Here I think you have it on a series of fundamental reforms to how competition in our health care system operates that would ensure, at minimum, that a public plan option would do no harm, and at best allow it to thrive. Furthermore, our market for health insurance is riddled with price discrimination and inequalities – these measures would make significant strides towards eliminating those discriminatory practices, which punish patients who are older, living with chronic illnesses, female, people of color, and many other social and biological identities.
These reforms are also, however, extremely tough political battles, and there is little sign that their importance to a public plan proposal has been recognized by legislators or even advocates.
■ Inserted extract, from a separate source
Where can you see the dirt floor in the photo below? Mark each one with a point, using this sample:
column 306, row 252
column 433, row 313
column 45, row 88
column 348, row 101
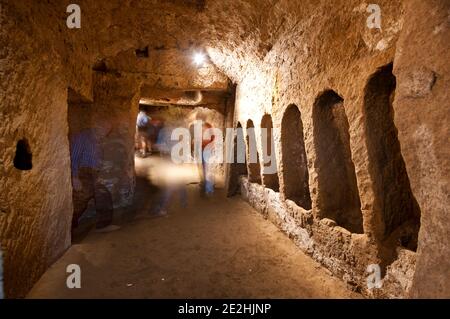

They bring us into the realm of regulating the private insurance system to the extent that it begins to function like a national health program – as many countries with non-profit “sickness funds” do.
Health Care for America NOW (HCAN) – the large national coalition pushing for a public plan option – makes no mention in its principles or literature of risk adjusting, community rating, or the many other essential components you have articulated for public insurance competition; MoveOn.org has just launched a campaign targeting Congress asking for “a ‘30% off’ coupon for high-quality health care, redeemable by everyone if Obama's public health insurance option passes” drawing on the Lewin Group’s most recent study; and yet, Obama’s public health insurance proposal does not include the range of protections discussed in your briefing, without which those large savings are extremely improbable (and even with them, what costs will the 30% be cut out of?).
I would suggest to you that every cost control proposal – if it will work – faces a difficult political fight. This is certainly true of single payer reform, which brings with it the most comprehensive cost controls that we have evidence for, but it is true – proportionately – to all other cost control measures. I believe your concern to make a public plan option work has led you down the rabbit hole of other measures that begin to approach single payer in their political position. If momentum for public plan competition takes us down this path and opens up political opportunities where before there were none, this would be a great achievement for our country.
I would greatly like to hear your opinion on where you believe you – and the movement represented by HCAN – would stand if faced with public plan legislation, minus the “level playing field.” I believe such a bill would have the potential to fail as effective cost control, which means ultimately that we would be failing to pass a sustainable expansion of access to health care.
Thank you for all of your writings on this important subject and your consideration of this open letter,
Sincerely,
Benjamin Day
Executive Director
Mass-Care: The Massachusetts Campaign for Single Payer Health Care
33 Harrison Ave – 5th floor
Boston, MA 02111
Phone: 617-723-7001
Fax: 617-723-7002
This is the third of seven open letters on national health reform. The first was titled “Why Has the Press Failed Us In Reporting on Health Care Reform?” – the second was titled “The Intimidating Politics of Controlling Health Care Costs: Why We All Face the Single Payer Reform Dilemma” and subsequent letters will address the “cost control industry” in the United States and the problem with trying to do more to spend less; a discussion of whether we want the health care Congress has, and whether a public clearinghouse for private insurance would be an effective proposal; whether individual mandates are a viable road to universal health care; and a discussion of what the chances are that national health reform will reduce health disparities.